1.1 Irak-Konflikt als Sprengsatz in UNO, NATO und EU: Analysiert den Irak-Konflikt als Novum, da der Dissens erstmals direkt durch das Lager der westlichen Staaten selbst geht.

1.2 Strategiewechsel und weltpolitische Zäsur in Folge 11.September 2001: Erläutert die Auswirkungen der Anschläge vom 11. September auf den amerikanischen Strategiewandel hin zu mehr Unilateralismus.

1.3 Regionale Integrationstheorien als Erklärungshilfe: Führt die Theorien des Transaktionalismus und Intergouvernementalismus zur wissenschaftlichen Analyse der NATO ein.
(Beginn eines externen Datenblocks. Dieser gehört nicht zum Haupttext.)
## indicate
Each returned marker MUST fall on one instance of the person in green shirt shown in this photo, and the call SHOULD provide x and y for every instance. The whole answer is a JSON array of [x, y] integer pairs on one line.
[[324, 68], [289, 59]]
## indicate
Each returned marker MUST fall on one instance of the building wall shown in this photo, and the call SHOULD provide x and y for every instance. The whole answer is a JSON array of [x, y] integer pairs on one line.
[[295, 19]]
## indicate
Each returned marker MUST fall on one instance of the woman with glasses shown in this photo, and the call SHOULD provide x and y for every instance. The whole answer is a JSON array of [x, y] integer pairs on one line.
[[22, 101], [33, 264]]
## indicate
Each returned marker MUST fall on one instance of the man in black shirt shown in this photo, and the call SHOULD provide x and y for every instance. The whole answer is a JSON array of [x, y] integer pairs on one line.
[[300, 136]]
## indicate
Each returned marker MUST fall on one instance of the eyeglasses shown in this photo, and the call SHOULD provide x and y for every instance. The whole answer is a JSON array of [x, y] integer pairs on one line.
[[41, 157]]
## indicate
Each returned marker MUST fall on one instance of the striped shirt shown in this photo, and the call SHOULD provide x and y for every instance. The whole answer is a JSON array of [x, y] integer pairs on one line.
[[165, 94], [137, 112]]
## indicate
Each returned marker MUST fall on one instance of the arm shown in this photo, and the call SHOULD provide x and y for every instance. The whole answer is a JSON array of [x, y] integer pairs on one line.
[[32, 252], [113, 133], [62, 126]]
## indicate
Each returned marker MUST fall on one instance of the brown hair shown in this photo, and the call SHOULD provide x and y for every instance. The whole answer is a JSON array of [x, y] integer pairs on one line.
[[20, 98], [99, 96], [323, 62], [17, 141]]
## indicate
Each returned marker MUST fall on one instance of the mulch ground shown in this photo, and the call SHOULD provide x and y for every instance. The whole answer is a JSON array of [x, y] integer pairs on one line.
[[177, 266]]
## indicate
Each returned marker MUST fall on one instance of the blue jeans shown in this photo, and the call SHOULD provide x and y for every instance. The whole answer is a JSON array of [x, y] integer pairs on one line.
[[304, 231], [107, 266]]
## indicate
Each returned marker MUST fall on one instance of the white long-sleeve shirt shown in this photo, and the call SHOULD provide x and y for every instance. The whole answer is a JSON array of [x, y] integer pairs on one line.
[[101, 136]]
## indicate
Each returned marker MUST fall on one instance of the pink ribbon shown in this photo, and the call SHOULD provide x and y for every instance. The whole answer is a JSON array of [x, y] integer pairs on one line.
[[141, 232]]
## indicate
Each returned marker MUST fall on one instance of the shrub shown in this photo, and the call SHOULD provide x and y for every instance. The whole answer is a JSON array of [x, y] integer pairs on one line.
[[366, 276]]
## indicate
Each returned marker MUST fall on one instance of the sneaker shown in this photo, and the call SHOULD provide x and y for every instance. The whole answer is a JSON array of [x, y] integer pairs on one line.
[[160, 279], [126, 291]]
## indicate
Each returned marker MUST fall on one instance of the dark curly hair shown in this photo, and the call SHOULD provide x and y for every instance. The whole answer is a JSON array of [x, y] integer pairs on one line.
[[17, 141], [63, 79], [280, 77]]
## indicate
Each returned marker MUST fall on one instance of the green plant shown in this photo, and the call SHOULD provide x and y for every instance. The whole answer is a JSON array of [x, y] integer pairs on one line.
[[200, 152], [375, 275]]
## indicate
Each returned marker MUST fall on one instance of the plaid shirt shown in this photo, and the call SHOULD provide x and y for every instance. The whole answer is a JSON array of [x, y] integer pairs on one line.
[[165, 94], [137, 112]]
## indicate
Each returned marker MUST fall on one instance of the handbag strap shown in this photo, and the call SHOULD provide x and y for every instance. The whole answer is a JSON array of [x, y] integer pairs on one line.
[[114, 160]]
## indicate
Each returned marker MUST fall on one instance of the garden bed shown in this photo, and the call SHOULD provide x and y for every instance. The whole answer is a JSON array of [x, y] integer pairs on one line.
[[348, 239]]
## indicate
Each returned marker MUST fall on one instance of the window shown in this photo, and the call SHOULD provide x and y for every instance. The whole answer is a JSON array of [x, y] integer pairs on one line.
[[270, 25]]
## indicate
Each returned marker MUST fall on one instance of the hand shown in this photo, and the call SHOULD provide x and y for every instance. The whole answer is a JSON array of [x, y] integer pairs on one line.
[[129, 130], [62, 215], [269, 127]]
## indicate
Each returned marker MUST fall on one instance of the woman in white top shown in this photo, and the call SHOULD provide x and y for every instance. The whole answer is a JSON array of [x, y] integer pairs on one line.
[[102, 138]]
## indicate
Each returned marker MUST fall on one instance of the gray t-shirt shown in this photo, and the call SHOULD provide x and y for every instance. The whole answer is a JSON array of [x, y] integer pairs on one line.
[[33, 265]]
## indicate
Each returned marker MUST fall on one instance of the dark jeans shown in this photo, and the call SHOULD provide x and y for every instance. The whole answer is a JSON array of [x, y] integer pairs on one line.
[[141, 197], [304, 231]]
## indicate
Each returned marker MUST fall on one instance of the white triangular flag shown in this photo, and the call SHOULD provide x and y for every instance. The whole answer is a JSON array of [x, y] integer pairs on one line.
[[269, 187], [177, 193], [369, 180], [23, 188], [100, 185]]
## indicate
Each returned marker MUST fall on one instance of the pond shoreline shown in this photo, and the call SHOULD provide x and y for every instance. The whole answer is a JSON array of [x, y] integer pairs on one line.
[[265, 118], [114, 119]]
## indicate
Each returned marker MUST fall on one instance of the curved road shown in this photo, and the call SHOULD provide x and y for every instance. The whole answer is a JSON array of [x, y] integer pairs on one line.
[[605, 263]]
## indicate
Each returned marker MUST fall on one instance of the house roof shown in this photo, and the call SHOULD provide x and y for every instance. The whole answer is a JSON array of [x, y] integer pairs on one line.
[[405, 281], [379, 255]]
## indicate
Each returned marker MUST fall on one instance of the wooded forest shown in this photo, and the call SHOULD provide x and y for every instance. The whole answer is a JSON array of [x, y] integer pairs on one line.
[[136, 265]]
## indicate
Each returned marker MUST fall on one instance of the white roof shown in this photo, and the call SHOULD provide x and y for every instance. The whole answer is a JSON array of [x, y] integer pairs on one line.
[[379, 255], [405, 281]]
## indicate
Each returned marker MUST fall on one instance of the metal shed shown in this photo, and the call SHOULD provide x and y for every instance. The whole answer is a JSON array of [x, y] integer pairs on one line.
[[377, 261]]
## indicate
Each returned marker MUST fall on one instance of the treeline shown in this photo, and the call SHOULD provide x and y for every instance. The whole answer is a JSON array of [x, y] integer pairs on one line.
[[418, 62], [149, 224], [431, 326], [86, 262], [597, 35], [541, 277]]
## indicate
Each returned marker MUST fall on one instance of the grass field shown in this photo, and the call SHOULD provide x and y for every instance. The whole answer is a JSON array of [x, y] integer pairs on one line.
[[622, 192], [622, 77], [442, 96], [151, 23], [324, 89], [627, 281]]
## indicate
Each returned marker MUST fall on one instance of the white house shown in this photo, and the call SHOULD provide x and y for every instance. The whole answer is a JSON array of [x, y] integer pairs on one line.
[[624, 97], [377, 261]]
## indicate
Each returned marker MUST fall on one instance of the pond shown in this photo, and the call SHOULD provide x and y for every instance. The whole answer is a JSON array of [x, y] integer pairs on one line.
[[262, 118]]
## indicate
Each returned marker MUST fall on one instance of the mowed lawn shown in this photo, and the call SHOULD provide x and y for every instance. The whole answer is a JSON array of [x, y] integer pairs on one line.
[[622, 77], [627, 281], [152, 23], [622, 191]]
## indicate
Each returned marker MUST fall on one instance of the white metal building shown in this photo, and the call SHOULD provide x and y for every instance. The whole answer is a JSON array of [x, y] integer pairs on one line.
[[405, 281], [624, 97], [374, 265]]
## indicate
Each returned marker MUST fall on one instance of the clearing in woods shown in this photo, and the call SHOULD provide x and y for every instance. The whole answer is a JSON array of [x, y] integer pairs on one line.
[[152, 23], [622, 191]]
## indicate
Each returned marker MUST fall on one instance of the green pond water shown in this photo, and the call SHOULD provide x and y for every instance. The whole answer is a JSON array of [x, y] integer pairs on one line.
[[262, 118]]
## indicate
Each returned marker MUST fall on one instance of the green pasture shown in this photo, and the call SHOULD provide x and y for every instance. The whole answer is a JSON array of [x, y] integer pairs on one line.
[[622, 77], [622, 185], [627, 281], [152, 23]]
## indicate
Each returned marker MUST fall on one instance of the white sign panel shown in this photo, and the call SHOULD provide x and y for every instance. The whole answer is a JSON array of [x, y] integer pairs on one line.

2. Hauptteil: Regionale Integration in der NATO: Wendet die eingeführten Theorien praktisch auf das aktuelle Bündnisgeschehen an.

2.1 Transaktionalismus: Sicherheits- statt Wirtschaftsgemeinschaft: Untersucht die NATO als Sicherheitsgemeinschaft und die Bedeutung eines gemeinsamen Wertefundaments.

2.1.1 Wunsch nach Frieden als Initiator regionaler Integration: Diskutiert, ob der Wunsch nach dauerhaftem Frieden als zentraler Integrationsfaktor der NATO noch ausreicht.

2.1.2 Sense of Community und Way of Life – Die NATO als Wertegemeinschaft: Analysiert die Rolle geteilter Werte und eines gemeinsamen way of life für den Zusammenhalt der Allianz.

2.1.3 Zwischenfazit: Fasst die Erkenntnisse der transaktionalistischen Perspektive zusammen.

2.2 Intergouvernementalismus – Primat der Nationalstaaten: Analysiert die NATO aus der Perspektive des Intergouvernementalismus, der nationale Interessen in den Vordergrund stellt.

2.2.1 Interessen – statt Wertekompatibilität: Erklärt, warum materielle und nationale Interessen oft schwerer wiegen als bloße Wertegemeinsamkeiten.

2.2.2 Interessenvertretung in der NATO: Untersucht historische und aktuelle Beispiele für Interessenkonflikte innerhalb des Bündnisses.

2.2.3 Amerikanischer Strategiewandel und europäisches Aufbegehren: Setzt die aktuelle Krise in den Kontext des amerikanischen Strategiewandels nach 2001.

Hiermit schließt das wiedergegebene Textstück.